The Annual Arts Festival – now a one day street fair – was also a great boost to Lansdowne’s image. Artists and crafters, music, beer garden, food truck and an expanded children’s activities area made the day a spectacular one for our town. The Lansdowne Economic Development Committee and its partners deserve the credit. Again, without volunteers, this would not have happened.

And, as always – there is so much more. The Farmers Market, 2020 House, Folk Club, Boys and Girls Club Soccer season, Lansdowne Public Library events, Inside/Out exhibit, opening of Jamey’s House of Music, Kia’s Cakes, Crystal’s Comfort Food, Penn Wood High School Football and Marching Band competitions. It makes me wonder how you can fit all of this – and MORE – in the little over one square mile that is Lansdowne.

With so much taking place in our borough these days, it can be difficult to believe that it all happens in the little over one square mile that is Lansdowne.

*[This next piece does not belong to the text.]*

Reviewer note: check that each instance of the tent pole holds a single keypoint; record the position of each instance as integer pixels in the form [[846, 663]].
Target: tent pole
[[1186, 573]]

Now for the really BIG news! The William Penn School District which took on the role of lead plaintiff in the fair funding lawsuit has achieved what no one thought was possible. The PA Supreme Court reversed a long standing decision which allowed the legislature continue down its path of inequity in public school funding. Instead, they found that the Courts have a role to play in holding the elected legislature accountable for laws which might, in fact, be unconstitutional. In other words – checks and balances prevail. If the legislature won’t fix the problem, the people can ask the courts to force them to do it. (See related article by Jennifer Hoff ). And, if you have ever wondered what the fundamental problem is with funding, read at least the first ten pages of the decision (also linked in the article). It is shocking that it has gone on for this long.

Finally, we have things to mourn in our community as well. We have lost a staunch advocate for climate change legislation in the passing of former Lansdowne resident Jan Marie Rushforth. She was a remarkably kind and gentle person who was also fierce in her advocacy for our planet.

We have also to mourn for the folks who suffered from that climate change in Texas, Florida and Puerto Rico. Fellow Americans – all of them – who need us to recognize that the common welfare means everyone needs to take care of everyone else in times of crisis. Our current administration, stymied by an ocean, has clearly forgotten that part of our founding principles.

As we prepare for press, we also mourn the people who were killed and injured in the recent and largest mass shooting of modern times in our country in Las Vegas. I find it rings hollow to hear of “thoughts and prayers” going out when we have taken literally no action in terms of gun regulations to do whatever is possible to stem this bloody tide. Frankly, I despair that we watched the bodies of little children being taken from their school in Sandy Hook and even as their bullet riddled bodies were laid to rest, our elected officials did nothing to address the central issue. There are far too many guns in the hands of too many people who have no rational need for them. My prayers are for those who are in positions to open their hearts and minds and finally do something.


In my column in the last edition of The Leader, I recalled the election of Democrats to the majority in Borough government in 1997 but also said “It was only in the early 1990s that the first Democrat was elected to serve as a Borough Councilperson.”

My former colleague on Borough Council, Dick Burke wrote to say – “FAKE NEWS.” And while an opinion column is not news, I did get a fact wrong, which I am more than willing to correct. Dick Burke, a long time Republican in Lansdowne was, in fact, the first Democrat elected to Borough council in 1977 – the first in a century. But despite his good intentions, it didn’t last. Dick failed to get elected to a second term and he eventually changed parties after which he was elected and joined the GOP majority on Council.

Ironically, Dick included in his letter a local press clipping from that time touting his achievement. What I found most enlightening about the article was Dick’s criticism of the lack of openness and transparency on the part of the GOP-dominated council – the main reason the Democrats succeeded in taking over the majority in 1997. So not only was he the first Democrat, he was prescient about the reason for the ultimate ousting of the GOP majority.